TBD: describe the several ways of doing this compaction.
Note that machines with support for misaligned menory operations often use similar approoaches,
except that the may first attempt an aligned load, for example, and then fall back to such a misaligned sequence.
(TBD: describe forms of misaligned support.)

= Why Vectors Increase Frequency of Misalignment =

Unfortunately, the advent of small vector or packed instruction sets,
such as Intel MMX, SSE, or PowerPC Altivec,
led to an increase in the frequency of misaligned memory operations.

Briefly: users of vectors often want to load subvectors or slices of other vectors.
E.g. given a big vector V[0...1023] in memory, the user may want to operate 4 elements at a time.
V[0-3] would be aligned,
but V[1-4] would be misaligned.

The problem of motion estimation in digital video is a very good example of this.

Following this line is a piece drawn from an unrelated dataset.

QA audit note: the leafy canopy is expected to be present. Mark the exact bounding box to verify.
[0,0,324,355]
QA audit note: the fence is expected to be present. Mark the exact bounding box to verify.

== Motion Estimation and Misaligned Memory References ==

Digital video operates on sequences of frames, each frame beiing a MxN matrix of pixels

P[0,0] ... P[0,M-1]
... ... ...
P[M-1,0] ... P[M-1,N-1]

where (M,N) may be values such as CIF (288,252). Much larger videos are now common.

Digital video is usually compressed.
One common form of compression is to find parts of the image that seem to have moved between frames,
and then transmit, rather than the entire region that has moved, a motion vector,
and some correction values.
Motion compensation is the process of reconstructing the pixels from this information;
motion estimation is the proceess of finding such motion vectors and correction values.

Motion estimation is much more computationally intensive than motion compensation.

Most motion estimation algorithms involve a search.
They typically start with a block of pixels in Frame1

P[R,C] ... P[0,C+3]
... ... ...
P[R+3,0] ... P[R+3,C+3]

and compare it, in succession, to offset frames in Frame2
P[R+dR,C+dC] ... P[0+dR,C+3+dC]
... ... ...
P[R+3+dR,0+dC] ... P[R+3+dR,C+3+dC]

Typically the comparisons are done a row at a time, and then summed over all rows in the blocks:

tmp1 := load( Frame1.P[R,C..C+3] )
tmp2 := load( Frame2.P[R+dR,C+dC..C+3+dC] )

The exact search patterns vary by algorithm, but the offset values (dR,dC) nearly always include distances such as 0, 1, 2... etc pixels.
In fact, they often include sub-pixel granularity, such as 1/2 and 1/4 pixels.

It can therefore be seen that motion estimation naturally involves vectors that are not [[naturally aligned]].
Although the pixels may be naturally aligned, a group of 4 pixels P[1..4] is not.

There have been various attempts to mitigate the alignment issues.
For example, for motion estimation some forms of the [[MPSAD]] instruction may load double width slices, and extract all possible subslices.
These are a special form of [[convolution instructions]] or [[moving window instructions]].

However, this is toothpaste: when one source of vector misalignment has been cured, another crops up somewhere else.